Sete pacientes que receberam a polilaminina morreram durante o período de tratamento, informou o laboratório responsável pela produção da substância. Ao todo, 106 pessoas com lesão total na medula espinhal tiveram acesso ao produto, e a empresa sustenta que nenhum dos óbitos foi provocado pelo medicamento. A investigação interna sobre as seis primeiras mortes não encontrou ligação com a aplicação, e a causa do sétimo caso ainda está sendo apurada.
Os números divulgados pela Anvisa não coincidem com os do laboratório. A agência afirma ter sido comunicada de seis mortes, todas de pacientes que receberam a substância na modalidade de uso compassivo, ou seja, fora do estudo clínico formal. Até o momento, a avaliação do órgão não aponta relação direta entre os óbitos e o produto experimental. Os dados da sétima morte ainda não haviam sido encaminhados para análise.
O laboratório argumenta que, em pacientes com lesão medular completa, a taxa de desfechos fatais varia conforme o nível do trauma, as comorbidades e o rigor dos cuidados, podendo chegar, em algumas estatísticas, a até 40%. A empresa afirma ainda que acompanha todos os pacientes por meio de farmacovigilância, com informações obtidas junto às equipes médicas ou aos familiares.

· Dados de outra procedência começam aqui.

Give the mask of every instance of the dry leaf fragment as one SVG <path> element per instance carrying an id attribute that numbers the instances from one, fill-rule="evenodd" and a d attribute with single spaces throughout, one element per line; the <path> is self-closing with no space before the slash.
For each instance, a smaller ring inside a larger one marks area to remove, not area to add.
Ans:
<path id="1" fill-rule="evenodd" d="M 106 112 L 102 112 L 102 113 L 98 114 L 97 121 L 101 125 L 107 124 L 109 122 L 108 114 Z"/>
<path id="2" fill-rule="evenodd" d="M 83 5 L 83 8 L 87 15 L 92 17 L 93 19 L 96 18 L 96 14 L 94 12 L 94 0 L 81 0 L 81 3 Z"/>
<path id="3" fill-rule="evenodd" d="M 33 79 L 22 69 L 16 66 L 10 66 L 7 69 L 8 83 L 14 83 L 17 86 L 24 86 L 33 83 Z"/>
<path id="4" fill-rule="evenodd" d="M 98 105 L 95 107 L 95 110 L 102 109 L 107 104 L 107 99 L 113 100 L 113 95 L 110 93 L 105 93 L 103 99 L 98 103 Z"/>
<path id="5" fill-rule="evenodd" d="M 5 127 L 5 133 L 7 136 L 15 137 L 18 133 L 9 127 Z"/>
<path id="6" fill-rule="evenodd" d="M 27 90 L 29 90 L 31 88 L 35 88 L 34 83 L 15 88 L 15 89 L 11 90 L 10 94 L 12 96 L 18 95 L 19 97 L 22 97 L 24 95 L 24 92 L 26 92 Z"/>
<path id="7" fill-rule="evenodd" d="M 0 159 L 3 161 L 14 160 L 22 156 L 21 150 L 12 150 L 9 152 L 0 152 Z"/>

Desenvolvida em parceria com a Universidade Federal do Rio de Janeiro, a polilaminina é uma proteína produzida naturalmente pelo organismo durante a formação do sistema nervoso e que também pode ser obtida a partir da placenta humana. A proposta é regenerar células da medula e devolver mobilidade parcial ou total após um trauma, com uma dose única seguida de fisioterapia. Segundo dados preliminares avaliados pela agência reguladora, o uso se aplicaria a lesões torácicas entre as regiões T2 e T10, dentro de uma janela de 72 horas após o acidente. A eficácia do tratamento ainda não está comprovada e é alvo de divergências na comunidade científica, com a próxima etapa dos estudos prevista em parceria com o Hospital das Clínicas da USP e a AACD.